L’ami américain

Hors de question de remettre en cause l’amitié indéfectible qui nous unit au peuple américain depuis Lafayette. Mais quand il s’agit de défendre ses intérêts, les sentiments passent au second plan. C’est ce que nous avons vu au travers de deux évènements récents. Tout d’abord, c’est la Commission européenne qui envisage d’infliger une amende record à Apple pour avoir pratiqué un dumping fiscal à l’égard de l’Irlande où il a son siège social, en ne payant qu’un impôt ridiculement bas, ce qui constituerait une forme de subvention déguisée et donc de distorsion de concurrence.

Ce qui est paradoxal dans cette affaire, c’est que Apple pourrait être obligé de verser 13 milliards au gouvernement irlandais, qui n’en veut pas. Et pour cause. Si Apple et nombre d’entreprises, américaines ou non, ont choisi de s’installer à Dublin pour chapeauter leurs activités en Europe, c’est avec la bénédiction des autorités irlandaises qui préfèrent avoir un petit pourcentage d’un gros gâteau qu’une grosse part de rien du tout. Mais l’administration américaine s’indigne de cette sanction, alors qu’elle ne trouve rien à redire aux énormes amendes infligées aux banques européennes telles que BNP ou Crédit Agricole sous prétexte que des transactions avec des pays sous embargo américain ont été effectuées en dollars. Autrement dit, la loi américaine s’applique au monde entier, mais le monde ne peut pas faire la loi pour les entreprises américaines. Ou encore, faites ce que je dis, et non ce que je fais.
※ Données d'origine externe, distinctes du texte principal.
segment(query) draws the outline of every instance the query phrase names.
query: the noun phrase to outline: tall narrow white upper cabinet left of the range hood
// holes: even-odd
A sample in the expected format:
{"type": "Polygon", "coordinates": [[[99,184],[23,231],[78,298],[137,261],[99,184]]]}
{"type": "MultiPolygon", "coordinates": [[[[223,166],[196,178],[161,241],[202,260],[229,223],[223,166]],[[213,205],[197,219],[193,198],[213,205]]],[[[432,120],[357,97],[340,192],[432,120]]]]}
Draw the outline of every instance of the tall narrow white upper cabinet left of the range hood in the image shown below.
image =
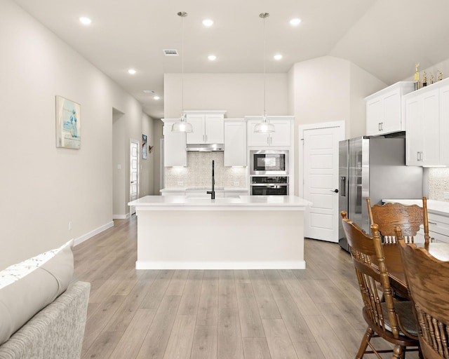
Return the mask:
{"type": "Polygon", "coordinates": [[[163,166],[187,166],[185,133],[171,132],[173,123],[179,118],[162,118],[163,121],[163,166]]]}

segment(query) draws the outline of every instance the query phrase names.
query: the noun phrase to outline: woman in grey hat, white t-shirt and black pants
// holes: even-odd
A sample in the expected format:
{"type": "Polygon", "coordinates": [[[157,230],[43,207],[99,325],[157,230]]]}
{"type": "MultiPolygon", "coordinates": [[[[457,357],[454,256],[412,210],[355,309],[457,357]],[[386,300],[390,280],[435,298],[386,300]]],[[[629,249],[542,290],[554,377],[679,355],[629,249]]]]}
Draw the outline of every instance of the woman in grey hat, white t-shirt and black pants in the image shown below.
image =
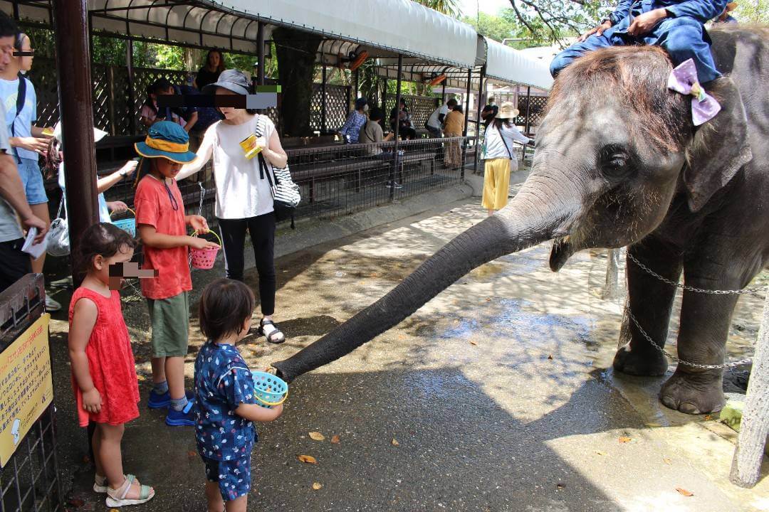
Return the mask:
{"type": "MultiPolygon", "coordinates": [[[[203,88],[204,94],[248,94],[245,74],[235,69],[222,71],[215,84],[203,88]]],[[[268,165],[285,167],[288,157],[281,147],[275,124],[269,117],[245,108],[218,107],[225,117],[208,127],[198,149],[198,158],[181,168],[176,180],[197,173],[211,157],[214,159],[216,210],[221,242],[225,251],[225,270],[229,279],[243,281],[245,233],[251,236],[256,269],[259,273],[259,297],[264,318],[260,334],[268,342],[285,342],[285,335],[272,322],[275,313],[275,212],[266,170],[259,169],[258,157],[248,159],[241,141],[256,136],[268,165]]]]}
C’est un état d’esprit qui se prête peu à la négociation, et il n’est pas surprenant que le projet de traité transatlantique entre l’Europe et les États-Unis soit en train de sombrer corps et biens. Ce projet, connu sous le nom de Tafta, ne fait pas dans la dentelle, pour le peu que l’on puisse le savoir, puisque son contenu est gardé plus secret que les plans de défense du Pentagone. Non seulement les conséquences environnementales et sanitaires des normes qui auraient été imposées aux Européens auraient été catastrophiques, mais les intérêts des grandes entreprises américaines auraient été scandaleusement privilégiés au détriment de notre économie. Et je ne parle même pas de la fameuse « exception culturelle » qui a permis au cinéma français de survivre dans un univers totalement dominé par les blockbusters hollywoodiens. Soyons lucides. C’est cette perte possible de souveraineté et la menace de déclin économique qui ont poussé le ministre allemand des Affaires étrangères à annoncer l’échec probable des négociations et plus récemment la France à appeler à l’arrêt des pourparlers sur le traité de libre-échange. Certains cadeaux n’entretiennent pas l’amitié.